The 1860 U.S. Census pegged the young city’s German population at 17 percent, although the number during earlier decades was estimated to be twice that. German Houstonians settled Cypress, Tomball, Spring Branch and Settegast. They established tight-knit neighborhoods in Germantown (now Woodland Heights) and Schrimp’s Field (now Second Ward). They founded German-language newspapers (Galveston had the state’s first, the Zeitung, in 1847) and performed in German singing societies (Houston Saengerbund is the city’s oldest choral group, founded in 1883).
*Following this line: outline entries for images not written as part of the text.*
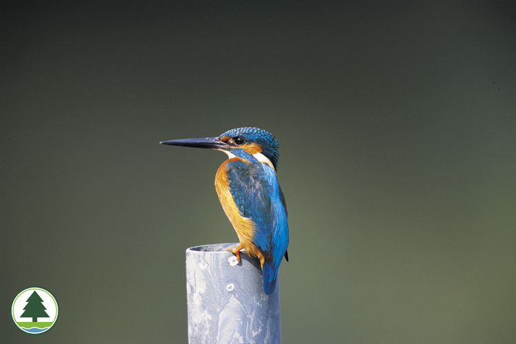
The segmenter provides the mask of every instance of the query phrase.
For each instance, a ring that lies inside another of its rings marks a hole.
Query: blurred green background
[[[280,143],[283,343],[516,343],[516,7],[0,2],[0,342],[186,343],[219,152]],[[25,288],[59,319],[10,319]]]

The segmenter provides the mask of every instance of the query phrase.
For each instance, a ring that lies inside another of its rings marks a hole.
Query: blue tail
[[[264,290],[268,295],[272,294],[276,288],[276,276],[278,273],[278,268],[275,268],[272,261],[265,261],[262,270],[264,277]]]

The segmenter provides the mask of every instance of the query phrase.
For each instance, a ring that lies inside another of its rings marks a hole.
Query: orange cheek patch
[[[252,142],[248,144],[244,144],[242,148],[249,154],[253,155],[257,153],[261,153],[263,149],[259,144]]]

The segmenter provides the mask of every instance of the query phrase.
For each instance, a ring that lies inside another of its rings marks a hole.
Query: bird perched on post
[[[237,128],[215,138],[160,143],[222,151],[228,159],[219,167],[215,190],[239,240],[228,248],[240,261],[240,250],[261,264],[264,290],[272,294],[283,256],[288,261],[287,206],[276,177],[278,142],[265,130]]]

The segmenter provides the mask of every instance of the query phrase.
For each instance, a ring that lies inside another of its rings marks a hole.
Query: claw
[[[226,250],[228,252],[230,252],[233,255],[235,255],[237,256],[237,260],[238,261],[238,263],[240,263],[240,250],[244,248],[244,245],[241,244],[239,244],[238,246],[235,248],[230,247]]]

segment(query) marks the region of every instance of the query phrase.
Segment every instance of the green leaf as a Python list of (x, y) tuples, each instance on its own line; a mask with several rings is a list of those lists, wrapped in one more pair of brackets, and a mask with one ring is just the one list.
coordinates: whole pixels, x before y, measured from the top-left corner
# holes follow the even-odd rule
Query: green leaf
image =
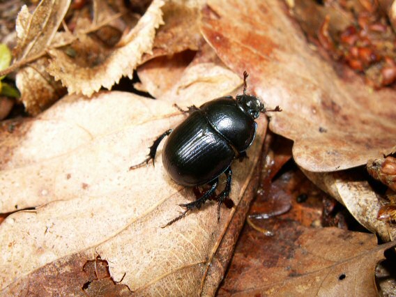
[(6, 82), (1, 83), (0, 82), (0, 84), (1, 84), (1, 92), (0, 93), (0, 94), (7, 97), (13, 97), (15, 98), (20, 98), (20, 92), (15, 88), (14, 88), (12, 86), (10, 86)]
[[(8, 47), (4, 43), (0, 43), (0, 70), (6, 69), (11, 63), (11, 52)], [(0, 80), (4, 77), (0, 77)]]

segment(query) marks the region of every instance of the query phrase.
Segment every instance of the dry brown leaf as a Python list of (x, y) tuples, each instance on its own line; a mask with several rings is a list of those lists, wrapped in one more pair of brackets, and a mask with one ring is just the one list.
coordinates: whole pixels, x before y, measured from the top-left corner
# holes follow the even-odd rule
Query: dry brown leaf
[(375, 179), (396, 191), (396, 158), (369, 160), (367, 172)]
[(385, 241), (396, 238), (396, 229), (376, 220), (382, 204), (368, 182), (357, 172), (319, 173), (303, 170), (321, 189), (344, 204), (359, 223)]
[(145, 54), (142, 63), (186, 50), (198, 50), (203, 41), (199, 27), (199, 13), (206, 2), (206, 0), (167, 1), (162, 7), (165, 24), (157, 31), (153, 52)]
[(41, 54), (52, 43), (58, 28), (68, 11), (71, 0), (43, 0), (30, 14), (24, 6), (17, 19), (17, 60)]
[(282, 222), (273, 237), (247, 227), (218, 296), (376, 296), (385, 250), (373, 234)]
[(17, 74), (20, 100), (31, 115), (38, 114), (66, 93), (62, 84), (47, 73), (47, 58), (42, 58), (20, 69)]
[[(176, 102), (200, 104), (195, 100)], [(236, 215), (243, 223), (252, 195), (241, 202), (245, 213), (222, 207), (220, 223), (216, 206), (208, 204), (162, 229), (179, 213), (178, 204), (195, 199), (192, 190), (169, 179), (160, 153), (155, 167), (128, 171), (144, 158), (156, 136), (184, 116), (172, 103), (111, 92), (90, 100), (69, 96), (34, 121), (15, 125), (12, 134), (4, 129), (1, 211), (45, 205), (15, 213), (0, 225), (1, 292), (43, 282), (43, 275), (36, 278), (35, 273), (59, 266), (68, 271), (73, 259), (81, 263), (99, 254), (114, 280), (123, 277), (122, 284), (141, 294), (213, 294), (238, 234), (236, 227), (231, 233), (227, 228)], [(231, 198), (237, 205), (252, 178), (266, 126), (262, 117), (249, 159), (233, 165)]]
[[(106, 50), (98, 43), (94, 45), (94, 41), (84, 34), (79, 36), (80, 40), (73, 47), (75, 56), (69, 56), (67, 51), (50, 50), (52, 59), (48, 73), (60, 79), (69, 93), (89, 96), (102, 86), (109, 89), (123, 76), (132, 78), (143, 54), (152, 49), (155, 29), (163, 23), (161, 8), (164, 3), (163, 0), (154, 0), (136, 26), (113, 49)], [(95, 48), (95, 59), (87, 59)]]
[[(70, 0), (43, 0), (30, 14), (23, 6), (17, 19), (17, 45), (14, 50), (16, 62), (45, 54), (53, 43), (55, 34), (69, 8)], [(66, 90), (45, 71), (47, 58), (41, 58), (22, 68), (17, 73), (16, 84), (21, 101), (26, 111), (37, 114), (60, 97)]]
[[(184, 98), (195, 98), (205, 102), (227, 95), (242, 85), (242, 79), (225, 67), (207, 46), (204, 45), (192, 61), (190, 56), (188, 52), (170, 59), (155, 58), (143, 64), (138, 75), (144, 89), (157, 99), (183, 102)], [(181, 57), (184, 59), (181, 61)]]
[(251, 89), (283, 112), (270, 127), (294, 140), (296, 162), (312, 172), (365, 164), (395, 146), (395, 91), (372, 91), (309, 46), (277, 0), (209, 1), (201, 31), (223, 62), (250, 74)]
Today, little remains of the Bayou City’s German heritage, although remnants can be found in street names like Conrad Sauer, Bingle and Beinhorn (all in Spring Branch) and meals like chicken-fried steak (adapted from the Teutonic schnitzel). But because of prevailing anti-German sentiment in an increasingly non-German city during World Wars I and II, our German roots were largely forgotten.

Which may explain why, until six years ago, Houston—which once boasted a main thoroughfare named German Street, now Canal Street—didn’t even have its own Oktoberfest. Still, says Omid Rafiei, “The demand was there.” Rafiei and his wife Andrea, who also run the Houston Sports & Social Club, helped organize the city’s inaugural Oktoberfest in 2011. “We wanted to try and bring German culture to Houston proper,” says Omid.
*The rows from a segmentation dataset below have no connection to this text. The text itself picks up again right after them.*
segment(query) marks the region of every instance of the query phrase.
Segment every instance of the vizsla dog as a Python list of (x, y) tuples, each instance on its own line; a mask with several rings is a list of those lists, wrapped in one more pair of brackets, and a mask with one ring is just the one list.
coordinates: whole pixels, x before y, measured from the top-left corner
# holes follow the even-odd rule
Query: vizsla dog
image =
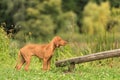
[(25, 70), (28, 71), (30, 60), (32, 56), (37, 56), (43, 60), (43, 70), (50, 69), (50, 60), (53, 56), (55, 48), (66, 45), (66, 41), (56, 36), (48, 44), (28, 44), (20, 49), (18, 53), (18, 62), (16, 69), (21, 69), (22, 65), (25, 64)]

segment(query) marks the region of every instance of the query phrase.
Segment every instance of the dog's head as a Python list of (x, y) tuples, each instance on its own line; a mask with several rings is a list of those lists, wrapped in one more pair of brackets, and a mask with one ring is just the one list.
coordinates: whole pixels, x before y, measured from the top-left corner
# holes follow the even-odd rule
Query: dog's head
[(60, 46), (64, 46), (67, 44), (67, 41), (63, 40), (61, 37), (59, 36), (55, 36), (53, 38), (53, 43), (56, 47), (60, 47)]

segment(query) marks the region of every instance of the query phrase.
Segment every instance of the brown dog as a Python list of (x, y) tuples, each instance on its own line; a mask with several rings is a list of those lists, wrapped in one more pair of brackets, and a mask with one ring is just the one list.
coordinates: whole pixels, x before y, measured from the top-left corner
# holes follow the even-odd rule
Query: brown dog
[[(59, 46), (64, 46), (67, 42), (56, 36), (52, 39), (49, 44), (28, 44), (20, 49), (18, 53), (18, 63), (16, 69), (19, 70), (24, 63), (25, 70), (28, 71), (30, 65), (30, 60), (32, 56), (37, 56), (38, 58), (43, 59), (43, 70), (50, 69), (50, 60), (53, 56), (55, 48)], [(19, 61), (20, 60), (20, 61)]]

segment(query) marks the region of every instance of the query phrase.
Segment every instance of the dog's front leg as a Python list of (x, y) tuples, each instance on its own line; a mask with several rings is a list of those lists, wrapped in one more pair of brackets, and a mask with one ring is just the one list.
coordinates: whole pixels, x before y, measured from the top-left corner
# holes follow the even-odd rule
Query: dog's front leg
[(48, 68), (48, 59), (43, 59), (43, 70), (47, 70)]

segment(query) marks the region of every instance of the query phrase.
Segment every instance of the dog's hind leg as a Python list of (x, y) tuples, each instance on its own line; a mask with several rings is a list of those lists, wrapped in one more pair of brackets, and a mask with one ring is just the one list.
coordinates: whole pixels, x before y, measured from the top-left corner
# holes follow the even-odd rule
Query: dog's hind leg
[(26, 71), (28, 71), (28, 68), (29, 68), (29, 65), (30, 65), (30, 60), (31, 60), (31, 56), (26, 56), (26, 57), (24, 57), (24, 59), (25, 59), (25, 70)]
[(21, 55), (21, 52), (19, 52), (18, 53), (18, 61), (17, 61), (17, 65), (15, 66), (15, 68), (17, 70), (20, 70), (24, 63), (25, 63), (25, 60), (24, 60), (23, 56)]

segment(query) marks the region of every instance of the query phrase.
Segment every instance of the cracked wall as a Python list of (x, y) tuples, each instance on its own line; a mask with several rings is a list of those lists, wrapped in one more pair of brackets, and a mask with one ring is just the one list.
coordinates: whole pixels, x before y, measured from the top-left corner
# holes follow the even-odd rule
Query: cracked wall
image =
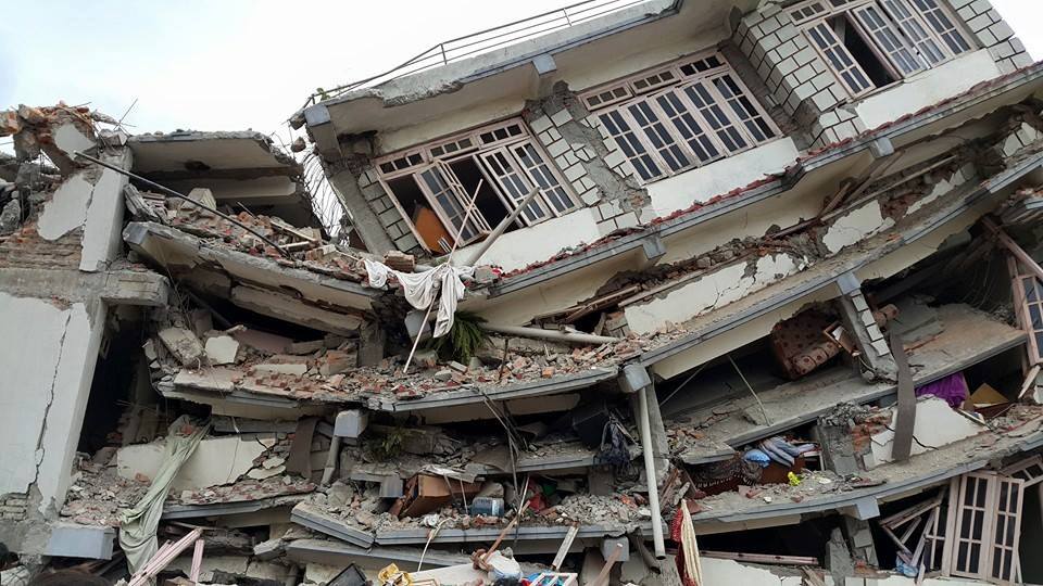
[(0, 495), (40, 492), (39, 512), (64, 500), (101, 344), (104, 305), (0, 293), (0, 426), (8, 446)]
[(626, 308), (632, 332), (649, 334), (666, 322), (682, 322), (724, 307), (804, 269), (790, 254), (769, 254), (736, 263), (682, 284), (648, 303)]

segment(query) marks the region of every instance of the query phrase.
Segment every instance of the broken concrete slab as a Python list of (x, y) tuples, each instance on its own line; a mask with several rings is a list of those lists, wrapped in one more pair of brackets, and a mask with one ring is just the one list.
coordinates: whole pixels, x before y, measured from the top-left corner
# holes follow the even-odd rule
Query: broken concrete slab
[[(209, 437), (174, 477), (174, 491), (200, 489), (228, 484), (253, 468), (253, 460), (275, 445), (275, 436), (246, 440), (239, 436)], [(116, 471), (125, 479), (152, 480), (160, 470), (164, 446), (160, 442), (124, 446), (116, 451)]]
[(186, 328), (166, 328), (159, 332), (160, 341), (185, 366), (201, 366), (205, 351), (196, 334)]
[(112, 527), (55, 523), (45, 556), (111, 560), (116, 532)]
[[(890, 430), (884, 430), (871, 436), (872, 466), (880, 466), (894, 461), (891, 449), (894, 442), (895, 419), (897, 409), (891, 416)], [(934, 396), (926, 396), (916, 403), (916, 423), (913, 428), (912, 454), (923, 454), (931, 449), (966, 440), (978, 435), (988, 428), (960, 415)], [(870, 462), (867, 462), (870, 463)]]
[(235, 364), (236, 355), (239, 353), (239, 342), (230, 335), (215, 335), (206, 339), (204, 349), (210, 364), (231, 365)]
The six-year-old festival is “not as traditional as you might see in a small town like Fredericksburg,” he adds, though it does offer plenty of seasonal beers—both German and Texan. “That’s one of the nice things about having our festival at the beginning of the season,” says Andrea, “because later on in October the beer can run out really quickly.”

Traditionally kicking off in September, the original Oktoberfest in Münich was, and is, supplied by the Märzen style of beers—lagers brewed in March, left to ferment during the summer, and enjoyed when fall arrives. Houston’s event is no different.

“We’re going to have a wide variety of German beers, the Paulaners and the Warsteiners and the Hofbraus,” says Omid, in addition to seasonal autumn beers from Houston’s leading craft breweries. Last year, the festival was the first place in town to pour Saint Arnold’s immensely popular Pumpkinator beer, a feat the Rafieis hope to pull off again this year.

The event will also feature German food from the likes of King’s Biergarten and Deutscher Fleischwagen, live polka music, brat-tossing contests, barrel-rolling races, stein-hoisting competitions, and more lederhosen than you can shake a dirndl at—roughly half of the 2,500 attendees dress in their German finest each year.

And for the second time, Oktoberfest Houston will be held at the Water Works in Buffalo Bayou Park, whose large, grassy lawn, boasting a postcard-perfect view of downtown, makes for an ideal setting. “It’s never going to feel like walking into Münich,” says Omid, “because we’re in Houston, obviously”—a Houston that’s finally getting back in touch with its German roots.

Oktoberfest Houston, Sep. 30 from 11 a.m.–6 p.m. The Water Works at Buffalo Bayou Park, 105 Sabine St., $25–$100 (children under 15 free).